Cost Anomaly Detection
ML service that learns your normal spend patterns and alerts on anomalies — e.g. a misconfigured S3 sync loop, a crypto-mining instance, or a forgotten load test. Create monitor scopes (entire account, specific service, tag-based) and SNS/Chatbot subscriptions. First 1,000 anomalies/month free tier.
aws ce create-anomaly-monitor --anomaly-monitor '{
"MonitorName": "prod-ec2-anomalies",
"MonitorType": "DIMENSIONAL",
"MonitorDimension": "SERVICE"
}'
aws ce create-anomaly-subscription --anomaly-subscription '{
"SubscriptionName": "platform-slack-alerts",
"Threshold": 50.0,
"Frequency": "DAILY",
"MonitorArnList": ["arn:aws:ce::123456789012:anomalymonitor/..."],
"Subscribers": [{ "Type": "SNS", "Address": "arn:aws:sns:us-east-1:123456789012:cost-alerts" }]
}'
AWS Trusted Advisor
Trusted Advisor scans your account against AWS best practices across five categories — including Cost Optimization. Checks include idle load balancers, underutilized EBS/RDS/EC2, unassociated Elastic IPs, and S3 bucket versioning without lifecycle. Basic checks are free; full checks require Business or Enterprise Support plans.
| Check category | Example cost checks | Plan required |
|---|---|---|
| Cost Optimization | Idle RDS, low-utilization EC2, overprovisioned EBS | Full: Business+; basic subset free |
| Performance | CloudFront optimization, EC2 to EBS throughput | Full: Business+ |
| Security | Public S3 buckets, open security groups | Basic free; expanded Business+ |
| Fault Tolerance | Multi-AZ RDS, ELB across AZs | Full: Business+ |
Recommended monitoring stack
- Cost Explorer — weekly saved reports by service and tag; net amortized view for unit economics
- Budgets — per-environment caps at 80%/100% actual and forecasted; SNS → Slack
- Anomaly Detection — ML alerts on unexpected spikes before month-end close
- Allocation tags — Environment + Team + Service on every resource; SCP deny if missing
- CUR + Athena — hourly line-item billing for engineering-level dashboards
- Trusted Advisor — monthly idle-resource review; automate remediation with Config + Lambda
FinOps Foundation practitioners at scale run a weekly "cost standup" — 30 minutes reviewing Cost Explorer deltas, open Trusted Advisor findings, and Compute Optimizer exports. Platform teams own the tooling; product teams own tag compliance. Anomaly Detection caught a misconfigured cross-region S3 replication loop at $12k/month run rate within 48 hours at multiple companies — Budgets alone would have triggered only at month-end forecast.

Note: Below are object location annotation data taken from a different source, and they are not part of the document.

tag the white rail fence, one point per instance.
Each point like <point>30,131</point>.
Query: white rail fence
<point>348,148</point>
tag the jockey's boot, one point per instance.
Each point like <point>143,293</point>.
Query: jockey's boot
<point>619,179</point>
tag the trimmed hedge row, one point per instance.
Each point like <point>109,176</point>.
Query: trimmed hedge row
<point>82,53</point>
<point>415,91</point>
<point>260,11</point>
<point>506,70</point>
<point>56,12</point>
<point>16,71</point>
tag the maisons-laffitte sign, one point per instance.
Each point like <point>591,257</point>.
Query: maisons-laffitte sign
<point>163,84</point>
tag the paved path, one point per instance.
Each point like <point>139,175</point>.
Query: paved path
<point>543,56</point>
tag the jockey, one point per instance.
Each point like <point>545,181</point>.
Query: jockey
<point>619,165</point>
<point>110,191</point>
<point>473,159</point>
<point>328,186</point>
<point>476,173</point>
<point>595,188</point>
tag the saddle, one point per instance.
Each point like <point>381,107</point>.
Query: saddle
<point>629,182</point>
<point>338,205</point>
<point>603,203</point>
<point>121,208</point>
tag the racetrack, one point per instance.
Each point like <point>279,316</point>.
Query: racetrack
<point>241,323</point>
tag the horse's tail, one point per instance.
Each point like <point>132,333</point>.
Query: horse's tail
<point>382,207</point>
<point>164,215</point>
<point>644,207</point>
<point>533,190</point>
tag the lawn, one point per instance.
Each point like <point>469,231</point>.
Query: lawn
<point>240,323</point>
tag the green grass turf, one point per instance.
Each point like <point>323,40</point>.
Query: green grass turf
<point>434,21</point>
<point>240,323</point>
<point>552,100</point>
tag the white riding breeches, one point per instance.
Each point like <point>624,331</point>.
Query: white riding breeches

Budgets alert; SCPs block. Cost Anomaly Detection uses ML — no manual thresholds per service. Trusted Advisor cost checks require Business Support for the full set. For organization-wide consolidated billing and RI/SP sharing, answer AWS Organizations. CUR delivers hourly granularity; Cost Explorer is daily aggregates — choose CUR for custom Athena dashboards.
Restrict ce:* and budgets:* to finance/platform roles — billing data reveals architecture details. Deliver CUR to a dedicated security/finance account S3 bucket with bucket policy denying non-finance principals. Enable MFA on the root account billing contacts.